Sunday, November 30, 2008

Thinking about you the other day
bout how you gave your life away
I'm so ashamed of the sin in me
amazing grace, how can it be?

I will worship you always
I will lift up my hands
to the one who is worthy
I'm giving all I am

every day can be such a lonely road
when I try to walk it on my own
but you have given me your hand to hold
prepared a place I can call my own

I will worship you always...

the joys of this world are running thin
what worked before never will again
searching for something that will satisfy
If I don't have you I know I'd just die

I will worship you always...

hard

doing things as unto the Lord and not unto men, is hard.
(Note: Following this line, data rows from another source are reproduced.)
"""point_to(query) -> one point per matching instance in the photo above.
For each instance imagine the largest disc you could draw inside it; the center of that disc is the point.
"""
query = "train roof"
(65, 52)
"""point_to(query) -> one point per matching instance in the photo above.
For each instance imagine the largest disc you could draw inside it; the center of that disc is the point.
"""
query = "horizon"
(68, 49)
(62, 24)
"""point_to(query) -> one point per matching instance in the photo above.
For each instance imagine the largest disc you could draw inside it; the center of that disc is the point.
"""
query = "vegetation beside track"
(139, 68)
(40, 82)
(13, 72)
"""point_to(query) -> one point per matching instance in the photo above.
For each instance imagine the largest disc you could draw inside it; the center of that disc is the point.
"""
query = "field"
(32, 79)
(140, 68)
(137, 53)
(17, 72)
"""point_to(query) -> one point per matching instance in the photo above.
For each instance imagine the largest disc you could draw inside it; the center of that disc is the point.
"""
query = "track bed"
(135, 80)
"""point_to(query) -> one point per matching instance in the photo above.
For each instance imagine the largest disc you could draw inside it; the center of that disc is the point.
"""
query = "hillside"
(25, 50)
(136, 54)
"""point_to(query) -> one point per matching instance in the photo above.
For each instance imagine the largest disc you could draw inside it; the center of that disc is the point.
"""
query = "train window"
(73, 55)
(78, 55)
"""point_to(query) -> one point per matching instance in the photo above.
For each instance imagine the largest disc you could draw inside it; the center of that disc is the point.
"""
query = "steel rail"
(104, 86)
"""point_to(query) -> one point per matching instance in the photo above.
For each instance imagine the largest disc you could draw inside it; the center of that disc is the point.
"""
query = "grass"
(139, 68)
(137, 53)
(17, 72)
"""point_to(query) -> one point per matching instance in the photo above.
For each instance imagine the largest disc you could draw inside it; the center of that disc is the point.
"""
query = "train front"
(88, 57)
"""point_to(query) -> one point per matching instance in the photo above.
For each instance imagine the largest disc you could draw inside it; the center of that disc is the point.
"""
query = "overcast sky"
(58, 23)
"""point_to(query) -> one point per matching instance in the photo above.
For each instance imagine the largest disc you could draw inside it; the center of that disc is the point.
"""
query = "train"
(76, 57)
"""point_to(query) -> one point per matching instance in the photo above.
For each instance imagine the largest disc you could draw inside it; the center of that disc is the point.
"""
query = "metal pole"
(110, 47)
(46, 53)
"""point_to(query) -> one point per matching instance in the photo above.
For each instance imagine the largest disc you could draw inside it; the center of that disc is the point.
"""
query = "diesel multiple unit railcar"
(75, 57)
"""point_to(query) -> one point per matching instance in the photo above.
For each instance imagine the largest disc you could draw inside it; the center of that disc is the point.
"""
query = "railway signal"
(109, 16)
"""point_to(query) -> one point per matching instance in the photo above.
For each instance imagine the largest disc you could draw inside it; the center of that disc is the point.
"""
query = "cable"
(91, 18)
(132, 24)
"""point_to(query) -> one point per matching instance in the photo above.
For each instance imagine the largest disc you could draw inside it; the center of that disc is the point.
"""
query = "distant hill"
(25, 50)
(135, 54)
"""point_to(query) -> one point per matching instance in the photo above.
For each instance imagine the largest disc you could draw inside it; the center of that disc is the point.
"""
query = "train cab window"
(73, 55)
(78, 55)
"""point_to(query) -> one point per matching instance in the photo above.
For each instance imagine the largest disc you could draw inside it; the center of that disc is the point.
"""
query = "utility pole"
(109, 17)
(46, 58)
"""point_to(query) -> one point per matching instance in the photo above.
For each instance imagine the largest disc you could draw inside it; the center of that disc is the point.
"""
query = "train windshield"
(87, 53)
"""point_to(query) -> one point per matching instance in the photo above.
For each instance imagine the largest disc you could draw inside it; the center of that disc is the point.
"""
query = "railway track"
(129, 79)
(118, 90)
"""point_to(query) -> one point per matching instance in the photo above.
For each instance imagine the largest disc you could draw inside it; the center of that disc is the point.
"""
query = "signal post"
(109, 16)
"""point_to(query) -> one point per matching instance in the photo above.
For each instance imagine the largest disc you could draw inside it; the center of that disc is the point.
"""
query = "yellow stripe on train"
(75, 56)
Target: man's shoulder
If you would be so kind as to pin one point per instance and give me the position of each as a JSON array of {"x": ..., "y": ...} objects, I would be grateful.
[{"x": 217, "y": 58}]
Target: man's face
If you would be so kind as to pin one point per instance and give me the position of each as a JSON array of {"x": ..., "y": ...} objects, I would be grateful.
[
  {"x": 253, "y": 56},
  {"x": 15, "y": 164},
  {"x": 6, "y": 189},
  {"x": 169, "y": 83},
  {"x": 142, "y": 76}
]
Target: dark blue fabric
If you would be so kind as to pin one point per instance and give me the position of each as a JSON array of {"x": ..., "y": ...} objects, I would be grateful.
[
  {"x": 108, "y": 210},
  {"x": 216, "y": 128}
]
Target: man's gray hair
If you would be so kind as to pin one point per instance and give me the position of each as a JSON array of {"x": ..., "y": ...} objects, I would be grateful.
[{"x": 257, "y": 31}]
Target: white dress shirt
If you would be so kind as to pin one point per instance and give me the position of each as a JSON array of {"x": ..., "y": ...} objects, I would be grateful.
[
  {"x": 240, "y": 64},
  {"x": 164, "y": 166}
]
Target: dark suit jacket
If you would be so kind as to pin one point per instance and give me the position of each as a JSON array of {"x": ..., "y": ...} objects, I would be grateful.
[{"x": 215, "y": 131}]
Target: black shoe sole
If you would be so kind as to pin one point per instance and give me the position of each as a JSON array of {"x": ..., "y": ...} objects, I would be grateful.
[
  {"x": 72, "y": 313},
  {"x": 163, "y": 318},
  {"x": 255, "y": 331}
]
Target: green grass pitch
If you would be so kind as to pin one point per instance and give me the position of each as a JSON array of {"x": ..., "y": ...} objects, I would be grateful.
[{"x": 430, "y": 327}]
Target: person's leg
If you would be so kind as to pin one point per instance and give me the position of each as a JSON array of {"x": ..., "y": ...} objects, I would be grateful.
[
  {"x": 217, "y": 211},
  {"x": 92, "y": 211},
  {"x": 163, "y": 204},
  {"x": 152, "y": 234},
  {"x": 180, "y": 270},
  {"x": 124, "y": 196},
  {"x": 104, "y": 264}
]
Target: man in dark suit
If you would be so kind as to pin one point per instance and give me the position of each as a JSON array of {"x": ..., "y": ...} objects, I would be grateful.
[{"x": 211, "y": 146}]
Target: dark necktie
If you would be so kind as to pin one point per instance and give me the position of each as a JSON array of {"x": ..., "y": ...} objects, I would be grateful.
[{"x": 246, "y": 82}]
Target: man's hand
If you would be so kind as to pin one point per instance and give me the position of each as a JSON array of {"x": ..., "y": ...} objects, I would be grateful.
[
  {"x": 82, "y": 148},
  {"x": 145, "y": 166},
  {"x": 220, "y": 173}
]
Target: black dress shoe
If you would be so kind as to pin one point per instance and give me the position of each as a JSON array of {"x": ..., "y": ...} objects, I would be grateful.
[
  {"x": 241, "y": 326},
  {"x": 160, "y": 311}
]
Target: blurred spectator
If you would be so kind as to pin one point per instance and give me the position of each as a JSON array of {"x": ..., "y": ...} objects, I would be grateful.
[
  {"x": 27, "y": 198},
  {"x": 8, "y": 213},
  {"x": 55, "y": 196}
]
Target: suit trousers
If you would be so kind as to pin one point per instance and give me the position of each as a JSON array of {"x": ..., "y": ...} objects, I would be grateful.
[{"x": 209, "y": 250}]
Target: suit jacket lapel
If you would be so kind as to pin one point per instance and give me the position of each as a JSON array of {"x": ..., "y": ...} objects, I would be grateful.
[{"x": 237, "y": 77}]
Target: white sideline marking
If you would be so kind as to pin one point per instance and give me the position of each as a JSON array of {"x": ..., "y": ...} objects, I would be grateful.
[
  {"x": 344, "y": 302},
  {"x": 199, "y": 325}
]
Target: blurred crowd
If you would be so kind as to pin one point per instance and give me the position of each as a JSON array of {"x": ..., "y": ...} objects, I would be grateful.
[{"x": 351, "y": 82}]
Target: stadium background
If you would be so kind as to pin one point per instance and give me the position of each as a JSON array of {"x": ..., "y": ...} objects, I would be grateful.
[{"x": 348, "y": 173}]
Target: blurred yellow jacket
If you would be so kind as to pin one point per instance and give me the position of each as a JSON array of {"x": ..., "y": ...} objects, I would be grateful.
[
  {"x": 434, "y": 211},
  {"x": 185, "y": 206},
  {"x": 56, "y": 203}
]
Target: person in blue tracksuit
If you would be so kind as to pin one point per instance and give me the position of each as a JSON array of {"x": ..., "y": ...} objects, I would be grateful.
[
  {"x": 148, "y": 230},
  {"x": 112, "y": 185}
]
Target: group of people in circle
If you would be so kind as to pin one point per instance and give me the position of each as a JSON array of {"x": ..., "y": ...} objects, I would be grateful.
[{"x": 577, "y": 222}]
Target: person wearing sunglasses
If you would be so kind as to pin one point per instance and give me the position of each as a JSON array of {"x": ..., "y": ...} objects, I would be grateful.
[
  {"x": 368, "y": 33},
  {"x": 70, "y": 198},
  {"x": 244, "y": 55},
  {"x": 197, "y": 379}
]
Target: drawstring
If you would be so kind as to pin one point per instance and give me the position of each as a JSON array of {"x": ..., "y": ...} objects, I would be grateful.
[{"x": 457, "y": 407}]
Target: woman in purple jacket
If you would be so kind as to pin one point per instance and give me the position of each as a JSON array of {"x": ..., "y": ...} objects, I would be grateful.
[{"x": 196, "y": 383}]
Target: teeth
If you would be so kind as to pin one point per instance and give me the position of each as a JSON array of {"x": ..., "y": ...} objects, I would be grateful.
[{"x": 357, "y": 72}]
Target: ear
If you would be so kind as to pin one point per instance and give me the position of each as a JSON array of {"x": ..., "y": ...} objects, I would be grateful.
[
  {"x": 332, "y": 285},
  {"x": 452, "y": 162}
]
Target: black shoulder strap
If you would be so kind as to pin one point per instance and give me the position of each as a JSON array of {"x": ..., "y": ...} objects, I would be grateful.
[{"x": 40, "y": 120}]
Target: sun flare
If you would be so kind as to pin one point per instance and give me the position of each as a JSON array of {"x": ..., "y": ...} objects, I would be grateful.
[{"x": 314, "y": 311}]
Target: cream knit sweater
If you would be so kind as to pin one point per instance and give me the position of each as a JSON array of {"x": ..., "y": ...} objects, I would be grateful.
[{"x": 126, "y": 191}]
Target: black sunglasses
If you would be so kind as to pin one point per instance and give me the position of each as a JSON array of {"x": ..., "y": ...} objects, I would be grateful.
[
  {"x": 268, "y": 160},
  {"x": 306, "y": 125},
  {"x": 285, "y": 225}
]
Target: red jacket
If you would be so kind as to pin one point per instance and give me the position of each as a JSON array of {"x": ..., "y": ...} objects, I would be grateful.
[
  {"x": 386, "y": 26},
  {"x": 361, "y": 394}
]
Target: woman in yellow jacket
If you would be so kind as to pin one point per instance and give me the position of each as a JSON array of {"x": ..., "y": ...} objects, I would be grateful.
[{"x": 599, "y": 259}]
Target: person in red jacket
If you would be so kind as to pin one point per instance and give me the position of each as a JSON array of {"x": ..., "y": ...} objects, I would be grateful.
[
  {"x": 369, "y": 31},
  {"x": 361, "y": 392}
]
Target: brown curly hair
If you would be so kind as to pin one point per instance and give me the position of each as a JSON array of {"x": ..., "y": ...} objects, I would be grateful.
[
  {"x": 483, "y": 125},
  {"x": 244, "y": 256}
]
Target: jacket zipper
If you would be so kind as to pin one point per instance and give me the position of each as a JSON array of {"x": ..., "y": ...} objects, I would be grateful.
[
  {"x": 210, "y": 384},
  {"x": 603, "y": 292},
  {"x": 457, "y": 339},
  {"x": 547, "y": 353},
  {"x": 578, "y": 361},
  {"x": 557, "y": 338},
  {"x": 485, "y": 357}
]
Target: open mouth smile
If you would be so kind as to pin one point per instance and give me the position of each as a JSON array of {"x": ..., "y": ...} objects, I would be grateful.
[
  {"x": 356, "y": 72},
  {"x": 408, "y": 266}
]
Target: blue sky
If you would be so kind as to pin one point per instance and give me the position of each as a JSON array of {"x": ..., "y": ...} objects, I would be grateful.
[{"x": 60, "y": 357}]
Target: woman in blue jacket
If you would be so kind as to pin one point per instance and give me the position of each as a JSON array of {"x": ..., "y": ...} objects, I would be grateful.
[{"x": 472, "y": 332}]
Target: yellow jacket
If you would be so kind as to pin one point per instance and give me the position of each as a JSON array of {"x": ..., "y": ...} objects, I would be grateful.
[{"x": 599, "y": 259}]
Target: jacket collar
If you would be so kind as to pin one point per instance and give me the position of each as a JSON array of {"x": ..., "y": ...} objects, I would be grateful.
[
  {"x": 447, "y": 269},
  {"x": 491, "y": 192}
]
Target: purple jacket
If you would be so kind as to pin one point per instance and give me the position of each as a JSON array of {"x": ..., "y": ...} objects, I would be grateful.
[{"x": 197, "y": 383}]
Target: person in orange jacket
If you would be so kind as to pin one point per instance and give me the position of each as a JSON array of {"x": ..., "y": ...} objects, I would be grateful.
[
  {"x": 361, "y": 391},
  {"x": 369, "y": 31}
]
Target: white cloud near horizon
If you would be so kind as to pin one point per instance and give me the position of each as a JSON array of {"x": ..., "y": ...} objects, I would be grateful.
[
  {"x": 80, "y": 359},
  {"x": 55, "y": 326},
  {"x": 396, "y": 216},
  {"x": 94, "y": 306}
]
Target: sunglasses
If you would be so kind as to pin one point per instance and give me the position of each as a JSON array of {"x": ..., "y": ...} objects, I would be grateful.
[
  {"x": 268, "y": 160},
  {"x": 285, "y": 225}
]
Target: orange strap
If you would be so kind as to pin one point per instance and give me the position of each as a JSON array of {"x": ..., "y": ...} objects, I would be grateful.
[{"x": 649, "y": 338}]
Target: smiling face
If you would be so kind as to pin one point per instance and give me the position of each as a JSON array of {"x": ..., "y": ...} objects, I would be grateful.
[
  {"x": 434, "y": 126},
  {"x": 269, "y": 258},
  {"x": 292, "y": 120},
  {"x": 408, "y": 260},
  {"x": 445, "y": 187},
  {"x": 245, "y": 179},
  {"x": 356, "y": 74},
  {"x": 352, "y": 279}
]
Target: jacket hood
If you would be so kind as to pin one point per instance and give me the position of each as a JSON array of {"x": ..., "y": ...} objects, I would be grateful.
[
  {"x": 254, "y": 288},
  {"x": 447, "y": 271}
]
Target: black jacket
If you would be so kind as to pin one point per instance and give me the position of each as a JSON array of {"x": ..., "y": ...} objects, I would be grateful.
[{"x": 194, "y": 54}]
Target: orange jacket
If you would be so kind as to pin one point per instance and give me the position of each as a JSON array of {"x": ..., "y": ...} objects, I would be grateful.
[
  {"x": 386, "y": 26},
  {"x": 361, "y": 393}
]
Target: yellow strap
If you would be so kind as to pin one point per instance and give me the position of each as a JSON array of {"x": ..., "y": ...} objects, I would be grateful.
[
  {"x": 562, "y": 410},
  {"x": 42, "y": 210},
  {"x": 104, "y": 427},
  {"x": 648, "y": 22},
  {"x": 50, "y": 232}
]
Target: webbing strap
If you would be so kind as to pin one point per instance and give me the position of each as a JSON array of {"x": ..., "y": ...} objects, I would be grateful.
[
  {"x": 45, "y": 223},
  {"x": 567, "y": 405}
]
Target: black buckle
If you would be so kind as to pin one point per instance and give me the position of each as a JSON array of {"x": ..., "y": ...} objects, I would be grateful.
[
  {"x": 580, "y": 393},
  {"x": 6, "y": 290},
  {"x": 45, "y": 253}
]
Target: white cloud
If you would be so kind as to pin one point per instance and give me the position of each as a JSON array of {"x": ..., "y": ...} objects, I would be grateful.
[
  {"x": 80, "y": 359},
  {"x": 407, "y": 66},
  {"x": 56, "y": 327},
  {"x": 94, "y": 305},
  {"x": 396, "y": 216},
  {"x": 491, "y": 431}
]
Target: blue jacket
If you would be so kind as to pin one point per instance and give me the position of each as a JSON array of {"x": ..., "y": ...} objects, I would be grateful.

Very hard.
especially when the people involved in the work are difficult to work
with. I was doing free work for people a couple of days ago and their dog bit me.
Didn't break the skin, didn't even hurt really. Just annoyed me. I
wish I half as Godly a lover of mankind as I try to convince myself
is the reality. God, grant me grace for the important moments in life.

100%

This morning I asked my 1st-born (Levi) to wake up his brother
Tyler. "Nicely" I said. I went to check, and I hear him singing the
wake-up song I use in the mornings on them, using the same stupid
voice I do when I am the one waking them from their slumber. A
sheepish grin crossed my face as I drew pleasure from my son
imitating me.

I hope that's kind of like the pleasure God feels when I imitate Him

Tuesday, November 18, 2008

compassion

I witnessed compassion in my class today. 
I was describing my own feelings of compassion towards Saddam Hussein when he died. My feelings of disappointment in Americans who celebrated and even mocked his death. I had watched the clip of his hanging on youtube and wept for his soul. I watched a person who had rejected God have all his chances at redemption and salvation ended.
There would be no saving that man; no hope at all for this murderer of men. 
But he was still a man.
Not an animal, not a beast.  No less made in the image of God than I.  Angels would surely have celebrated his repentence with joyous, resounding praise toward the God of Grace. And when he died he would have been embraced by a loving Father, much in the same way I hope to be when I pass from this earth.
But none of this will, nor can ever happen for Saddam Hussein. He is dead, and his fate is sealed forever.
 As I expressed these thoughts to my class,  one girl wept embarrassed tears for a lost soul. Some may have viewed it a moment of weakness. I saw it as a moment of tremendous strength.
I think it would be hard to have too much compassion.
 I count it a priviledge to have been in its' presence today.

Monday, November 17, 2008

in...out....in....out
thump thump...thump thump...
gifts from God

Sunday, March 2, 2008

what if.....

you were just taken to be with God.

like Enoch.

that would be sweet.

Thursday, January 3, 2008

I think I was being spiritually assaulted today.